F Samsung Crude Oil Futures (03175) is down close to 4%. As of the time of writing, it has fallen 3.47% to HK$9.17, with a turnover of HK$12.5057 million.
The decline follows market media reports indicating that on June 19th, Iran and the United States plan to sign a memorandum of understanding in Switzerland to end the conflict initiated by the US and Israel against Iran since February 28, 2026. According to the final draft framework of the agreement obtained by market media, Iran commits to not seeking nuclear weapons, cooperating on the disposition of its enriched materials, relinquishing control of the Strait of Hormuz, and ensuring the resumption of normal passage through the waterway.

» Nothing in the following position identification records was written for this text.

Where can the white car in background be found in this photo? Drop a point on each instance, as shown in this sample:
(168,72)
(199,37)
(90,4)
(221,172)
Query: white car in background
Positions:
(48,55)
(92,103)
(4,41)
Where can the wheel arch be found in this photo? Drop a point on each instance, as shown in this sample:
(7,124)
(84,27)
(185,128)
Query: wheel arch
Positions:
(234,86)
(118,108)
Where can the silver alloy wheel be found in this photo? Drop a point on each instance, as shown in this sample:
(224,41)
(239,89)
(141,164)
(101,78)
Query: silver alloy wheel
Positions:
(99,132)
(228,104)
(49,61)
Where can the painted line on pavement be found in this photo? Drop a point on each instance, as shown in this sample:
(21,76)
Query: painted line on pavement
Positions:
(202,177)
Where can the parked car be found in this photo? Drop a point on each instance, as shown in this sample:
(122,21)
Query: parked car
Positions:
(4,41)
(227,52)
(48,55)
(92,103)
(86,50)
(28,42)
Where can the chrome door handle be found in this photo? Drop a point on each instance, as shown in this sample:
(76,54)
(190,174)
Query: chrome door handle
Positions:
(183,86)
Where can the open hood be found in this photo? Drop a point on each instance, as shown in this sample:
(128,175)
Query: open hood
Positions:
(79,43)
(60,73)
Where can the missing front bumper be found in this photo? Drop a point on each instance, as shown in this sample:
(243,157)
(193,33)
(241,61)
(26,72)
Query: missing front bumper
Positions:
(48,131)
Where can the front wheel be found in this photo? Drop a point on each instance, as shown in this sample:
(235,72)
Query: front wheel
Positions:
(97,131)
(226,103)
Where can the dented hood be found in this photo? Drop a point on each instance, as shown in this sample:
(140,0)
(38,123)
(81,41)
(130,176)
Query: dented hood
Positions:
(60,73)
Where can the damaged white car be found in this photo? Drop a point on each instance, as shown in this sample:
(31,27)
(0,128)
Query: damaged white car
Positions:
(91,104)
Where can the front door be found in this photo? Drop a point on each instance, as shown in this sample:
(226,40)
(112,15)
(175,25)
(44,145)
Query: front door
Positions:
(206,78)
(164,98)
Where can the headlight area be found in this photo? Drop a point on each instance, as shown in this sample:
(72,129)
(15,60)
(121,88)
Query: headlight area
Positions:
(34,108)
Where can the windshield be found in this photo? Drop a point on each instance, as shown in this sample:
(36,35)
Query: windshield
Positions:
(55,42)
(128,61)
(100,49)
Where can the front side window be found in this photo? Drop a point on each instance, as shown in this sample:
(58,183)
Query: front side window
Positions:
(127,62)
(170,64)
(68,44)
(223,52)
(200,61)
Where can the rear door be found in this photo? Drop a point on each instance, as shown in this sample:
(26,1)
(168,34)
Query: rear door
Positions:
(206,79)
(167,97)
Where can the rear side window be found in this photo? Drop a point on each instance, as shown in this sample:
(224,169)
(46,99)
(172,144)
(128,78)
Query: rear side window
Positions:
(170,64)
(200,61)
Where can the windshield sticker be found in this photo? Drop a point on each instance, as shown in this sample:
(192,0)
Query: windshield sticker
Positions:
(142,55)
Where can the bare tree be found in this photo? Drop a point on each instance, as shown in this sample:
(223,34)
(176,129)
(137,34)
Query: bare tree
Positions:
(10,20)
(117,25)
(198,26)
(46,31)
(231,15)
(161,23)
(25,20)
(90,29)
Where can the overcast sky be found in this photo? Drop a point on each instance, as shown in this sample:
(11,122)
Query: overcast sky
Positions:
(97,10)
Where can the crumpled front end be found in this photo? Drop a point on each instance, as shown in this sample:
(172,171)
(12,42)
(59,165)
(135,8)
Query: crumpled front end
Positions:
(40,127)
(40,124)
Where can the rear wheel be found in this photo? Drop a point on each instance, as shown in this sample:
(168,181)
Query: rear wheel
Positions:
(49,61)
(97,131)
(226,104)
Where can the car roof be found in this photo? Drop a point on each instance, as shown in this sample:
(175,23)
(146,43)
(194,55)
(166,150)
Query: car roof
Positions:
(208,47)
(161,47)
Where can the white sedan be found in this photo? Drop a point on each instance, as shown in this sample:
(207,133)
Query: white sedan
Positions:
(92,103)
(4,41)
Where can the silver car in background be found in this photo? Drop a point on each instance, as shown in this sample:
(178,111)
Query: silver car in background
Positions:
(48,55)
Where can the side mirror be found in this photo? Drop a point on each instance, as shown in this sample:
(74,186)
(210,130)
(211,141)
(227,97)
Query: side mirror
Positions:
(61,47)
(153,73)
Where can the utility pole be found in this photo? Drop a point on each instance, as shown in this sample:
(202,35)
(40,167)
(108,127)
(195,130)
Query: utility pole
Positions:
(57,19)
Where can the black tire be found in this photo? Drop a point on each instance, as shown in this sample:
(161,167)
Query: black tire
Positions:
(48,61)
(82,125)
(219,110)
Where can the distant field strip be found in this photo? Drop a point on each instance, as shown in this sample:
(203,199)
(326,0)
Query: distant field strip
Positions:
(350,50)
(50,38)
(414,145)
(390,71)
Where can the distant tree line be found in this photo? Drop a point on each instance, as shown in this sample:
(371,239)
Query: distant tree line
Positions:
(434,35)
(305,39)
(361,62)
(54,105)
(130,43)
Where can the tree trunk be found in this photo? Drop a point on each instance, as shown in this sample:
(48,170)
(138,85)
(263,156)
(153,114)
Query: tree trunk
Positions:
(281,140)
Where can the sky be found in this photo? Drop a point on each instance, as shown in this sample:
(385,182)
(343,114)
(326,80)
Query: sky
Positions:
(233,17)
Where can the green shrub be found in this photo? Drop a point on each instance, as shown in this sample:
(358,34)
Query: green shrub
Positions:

In exchange, the United States will provide several economic arrangements. These include allowing Iran to immediately resume exports of oil and related products, gradually unfreezing its overseas assets, and collaborating with regional partners to promote a financing plan of at least $300 billion for Iran's economic recovery.

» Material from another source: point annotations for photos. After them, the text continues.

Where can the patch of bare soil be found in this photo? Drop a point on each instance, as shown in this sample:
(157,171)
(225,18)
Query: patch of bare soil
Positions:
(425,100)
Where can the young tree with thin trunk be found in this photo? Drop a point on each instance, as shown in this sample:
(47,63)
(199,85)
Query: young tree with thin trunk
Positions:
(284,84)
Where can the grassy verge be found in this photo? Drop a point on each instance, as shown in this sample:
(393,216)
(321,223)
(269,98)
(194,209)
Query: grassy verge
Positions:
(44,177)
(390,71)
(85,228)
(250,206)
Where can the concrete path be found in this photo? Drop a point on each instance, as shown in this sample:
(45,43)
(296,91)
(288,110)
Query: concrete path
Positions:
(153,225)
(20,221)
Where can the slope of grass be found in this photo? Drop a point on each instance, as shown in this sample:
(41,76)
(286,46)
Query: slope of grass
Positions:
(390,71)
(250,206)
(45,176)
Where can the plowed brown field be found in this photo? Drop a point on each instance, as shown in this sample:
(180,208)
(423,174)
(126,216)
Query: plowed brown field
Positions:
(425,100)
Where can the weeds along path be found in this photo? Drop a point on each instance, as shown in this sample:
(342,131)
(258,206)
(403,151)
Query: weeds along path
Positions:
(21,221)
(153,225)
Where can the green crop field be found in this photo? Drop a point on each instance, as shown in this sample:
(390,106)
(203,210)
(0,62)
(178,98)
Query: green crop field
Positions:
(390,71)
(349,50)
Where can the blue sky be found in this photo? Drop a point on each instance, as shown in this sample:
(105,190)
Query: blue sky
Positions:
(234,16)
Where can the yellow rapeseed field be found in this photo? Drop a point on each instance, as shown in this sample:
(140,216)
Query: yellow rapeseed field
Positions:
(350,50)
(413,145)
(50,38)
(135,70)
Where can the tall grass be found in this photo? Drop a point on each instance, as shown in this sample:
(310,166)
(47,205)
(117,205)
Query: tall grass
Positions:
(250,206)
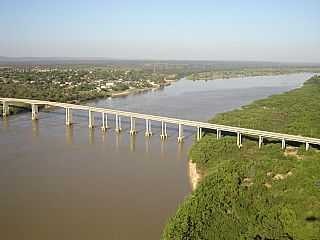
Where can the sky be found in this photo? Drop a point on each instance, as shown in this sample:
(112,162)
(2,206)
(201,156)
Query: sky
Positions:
(266,30)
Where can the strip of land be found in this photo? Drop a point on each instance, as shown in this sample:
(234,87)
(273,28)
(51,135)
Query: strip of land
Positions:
(253,193)
(249,72)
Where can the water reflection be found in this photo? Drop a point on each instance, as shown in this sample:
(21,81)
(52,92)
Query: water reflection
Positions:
(108,190)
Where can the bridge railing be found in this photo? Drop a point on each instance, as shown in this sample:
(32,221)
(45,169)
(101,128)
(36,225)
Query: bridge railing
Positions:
(199,125)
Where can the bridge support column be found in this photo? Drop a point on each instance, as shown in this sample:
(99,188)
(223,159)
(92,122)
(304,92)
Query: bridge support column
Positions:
(239,140)
(118,123)
(35,112)
(132,126)
(307,146)
(163,134)
(218,134)
(283,144)
(199,133)
(91,119)
(148,132)
(260,141)
(68,116)
(104,126)
(5,109)
(180,136)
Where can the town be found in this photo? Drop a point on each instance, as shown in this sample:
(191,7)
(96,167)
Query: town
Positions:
(76,83)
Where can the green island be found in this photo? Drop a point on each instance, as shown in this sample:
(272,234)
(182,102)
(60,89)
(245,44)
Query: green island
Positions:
(213,74)
(253,193)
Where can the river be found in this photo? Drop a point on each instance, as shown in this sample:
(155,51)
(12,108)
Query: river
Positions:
(74,183)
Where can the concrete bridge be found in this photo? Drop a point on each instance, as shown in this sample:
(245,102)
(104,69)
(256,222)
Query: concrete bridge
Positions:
(117,114)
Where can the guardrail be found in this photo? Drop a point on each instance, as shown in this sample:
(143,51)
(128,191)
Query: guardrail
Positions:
(148,117)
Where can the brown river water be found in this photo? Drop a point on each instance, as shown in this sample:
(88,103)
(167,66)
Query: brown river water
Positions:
(71,183)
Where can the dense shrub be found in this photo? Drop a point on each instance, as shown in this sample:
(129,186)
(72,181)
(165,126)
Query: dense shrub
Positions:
(253,193)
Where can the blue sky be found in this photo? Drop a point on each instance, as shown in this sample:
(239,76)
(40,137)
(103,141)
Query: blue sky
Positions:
(205,30)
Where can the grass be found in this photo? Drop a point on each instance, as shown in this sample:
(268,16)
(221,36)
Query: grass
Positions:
(253,193)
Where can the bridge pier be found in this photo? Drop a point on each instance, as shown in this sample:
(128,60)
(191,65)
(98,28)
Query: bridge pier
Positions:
(180,136)
(218,134)
(5,109)
(283,144)
(68,116)
(163,134)
(132,126)
(148,132)
(199,133)
(260,141)
(35,112)
(104,126)
(118,123)
(239,140)
(91,119)
(307,146)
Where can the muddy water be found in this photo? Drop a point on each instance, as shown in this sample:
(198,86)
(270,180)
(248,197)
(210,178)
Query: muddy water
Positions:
(74,183)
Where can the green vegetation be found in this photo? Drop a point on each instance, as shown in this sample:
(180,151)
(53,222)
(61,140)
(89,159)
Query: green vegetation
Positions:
(249,72)
(253,193)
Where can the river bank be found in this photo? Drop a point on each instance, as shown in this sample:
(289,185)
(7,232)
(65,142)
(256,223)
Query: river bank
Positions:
(248,72)
(73,174)
(16,110)
(251,193)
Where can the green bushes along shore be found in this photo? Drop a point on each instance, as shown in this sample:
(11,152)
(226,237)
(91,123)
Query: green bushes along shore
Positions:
(253,193)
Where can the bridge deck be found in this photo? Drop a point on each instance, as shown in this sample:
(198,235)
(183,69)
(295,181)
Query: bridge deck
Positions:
(244,131)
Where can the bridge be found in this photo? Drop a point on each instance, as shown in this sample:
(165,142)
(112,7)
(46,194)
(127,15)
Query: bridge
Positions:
(117,114)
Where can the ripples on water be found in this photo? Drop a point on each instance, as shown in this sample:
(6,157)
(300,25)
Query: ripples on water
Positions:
(60,182)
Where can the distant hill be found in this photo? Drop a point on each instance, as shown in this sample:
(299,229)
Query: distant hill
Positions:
(187,63)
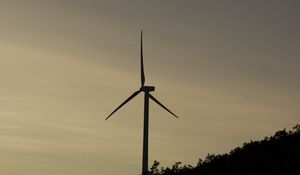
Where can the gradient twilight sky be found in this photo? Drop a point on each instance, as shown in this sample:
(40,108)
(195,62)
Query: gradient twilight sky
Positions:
(229,69)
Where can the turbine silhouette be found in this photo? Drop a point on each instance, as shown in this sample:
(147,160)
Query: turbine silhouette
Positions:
(146,90)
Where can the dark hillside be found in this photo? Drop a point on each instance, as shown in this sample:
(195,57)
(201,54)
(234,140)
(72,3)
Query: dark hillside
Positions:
(276,155)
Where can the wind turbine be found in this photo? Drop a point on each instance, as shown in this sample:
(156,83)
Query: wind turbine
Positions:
(146,90)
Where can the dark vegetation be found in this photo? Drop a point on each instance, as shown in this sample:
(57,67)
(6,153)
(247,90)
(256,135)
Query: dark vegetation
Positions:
(276,155)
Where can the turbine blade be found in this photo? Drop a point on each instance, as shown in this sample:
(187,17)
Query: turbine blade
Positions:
(126,101)
(160,104)
(142,62)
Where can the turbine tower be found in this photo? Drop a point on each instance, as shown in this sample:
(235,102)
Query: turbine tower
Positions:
(147,95)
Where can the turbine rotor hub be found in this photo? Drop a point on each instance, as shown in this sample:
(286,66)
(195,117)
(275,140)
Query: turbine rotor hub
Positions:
(147,88)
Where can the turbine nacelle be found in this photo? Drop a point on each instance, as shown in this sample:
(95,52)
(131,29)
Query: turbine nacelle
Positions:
(147,88)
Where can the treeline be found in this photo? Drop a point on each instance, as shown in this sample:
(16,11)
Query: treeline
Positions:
(276,155)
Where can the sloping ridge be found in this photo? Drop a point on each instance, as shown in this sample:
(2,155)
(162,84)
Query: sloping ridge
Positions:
(276,155)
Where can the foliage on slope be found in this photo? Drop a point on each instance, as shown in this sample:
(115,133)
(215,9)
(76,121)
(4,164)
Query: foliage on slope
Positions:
(276,155)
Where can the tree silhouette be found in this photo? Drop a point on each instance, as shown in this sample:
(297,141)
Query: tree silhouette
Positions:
(276,155)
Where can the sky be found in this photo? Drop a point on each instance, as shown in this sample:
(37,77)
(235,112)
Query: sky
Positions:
(229,69)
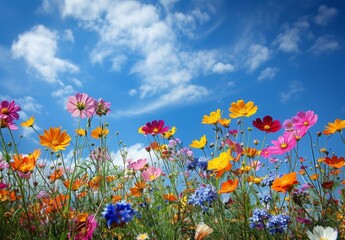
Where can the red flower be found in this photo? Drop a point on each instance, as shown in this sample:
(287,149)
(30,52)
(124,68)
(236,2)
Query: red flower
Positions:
(155,127)
(267,124)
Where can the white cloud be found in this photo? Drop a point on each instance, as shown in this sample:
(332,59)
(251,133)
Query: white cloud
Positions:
(294,88)
(325,15)
(257,55)
(38,48)
(323,44)
(268,74)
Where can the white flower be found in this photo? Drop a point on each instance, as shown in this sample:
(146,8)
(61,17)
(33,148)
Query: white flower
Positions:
(320,233)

Furthermore, separate market media reports from Tuesday, June 16th, cited sources involved in the negotiations at the G7 summit in Évian-les-Bains, France. They stated that the US-Iran agreement framework would permit Iran to resume oil sales immediately upon the deal taking effect and would facilitate the release of some of Iran's frozen overseas assets.
Market analysts believe that the re-entry of Iranian crude into the international market, coupled with the full resumption of navigation through the Strait of Hormuz, could have a significant impact on the future global supply and demand dynamics for crude oil.